Boeing Considers 737 Successor
It could be an engine upgrade, a design overhaul or a completely new aircraft, but Boeing CEO Jim Albaugh has publicly stated his company will decide the future of its most popular airliner, the 737, "within the next several months." Refitting the jet with more efficient engines may be a front-running idea for airlines interested in an upgrade with a more predictable timetable. Buyers' initial response was cool to potential alternatives like Bombardier's 145-passenger CSeries jet earlier this year, but competition may heat up with demand. "We need a more fuel-efficient, cost-effective airplane," Gary Kelly, Chief Executive of Southwest Airlines, told Dow Jones Newswires. "If Boeing doesn't have a solution, we will have to think about that." Boeing has told Kelly it will deliver a decision on the 737 by year-end. It also may have tipped its hand when it comes to the likelihood of some theoretical upgrades like fly-by-wire controls.

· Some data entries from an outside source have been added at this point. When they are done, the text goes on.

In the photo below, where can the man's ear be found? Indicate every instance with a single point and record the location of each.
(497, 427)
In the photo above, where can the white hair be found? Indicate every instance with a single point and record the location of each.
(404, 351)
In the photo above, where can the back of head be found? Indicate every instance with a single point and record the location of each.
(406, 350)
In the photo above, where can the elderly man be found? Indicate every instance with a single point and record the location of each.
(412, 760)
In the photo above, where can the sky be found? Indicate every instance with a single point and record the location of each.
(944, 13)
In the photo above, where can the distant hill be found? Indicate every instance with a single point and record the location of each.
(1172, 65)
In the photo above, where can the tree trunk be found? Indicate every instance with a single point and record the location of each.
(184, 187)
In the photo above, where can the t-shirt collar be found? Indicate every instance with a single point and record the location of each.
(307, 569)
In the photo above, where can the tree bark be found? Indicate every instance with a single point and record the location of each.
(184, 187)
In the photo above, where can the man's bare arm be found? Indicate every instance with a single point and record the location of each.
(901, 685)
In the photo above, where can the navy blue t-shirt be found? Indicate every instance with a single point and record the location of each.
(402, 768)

The Seattle Post Intelligencer's aerospace blog reported an exchange with 737 chief project engineer John Hamilton. Asked about the possibility of fly-by-wire, Hamilton said they'd considered it for the 737 NG but the NG flies at 99.8 percent dispatch reliability. Fly-by-wire, said Hamilton, adds a lot of weight to the airplane and it doesn't "really buy a whole lot." Boeing currently builds about 31 of its 737s each month and, according to the program's vice president and general manager, the company could raise production to 42 per month by 2013. Back in 2003, Boeing said there were some 4,000 737s in service worldwide, with one departing from an airport every 5.3 seconds.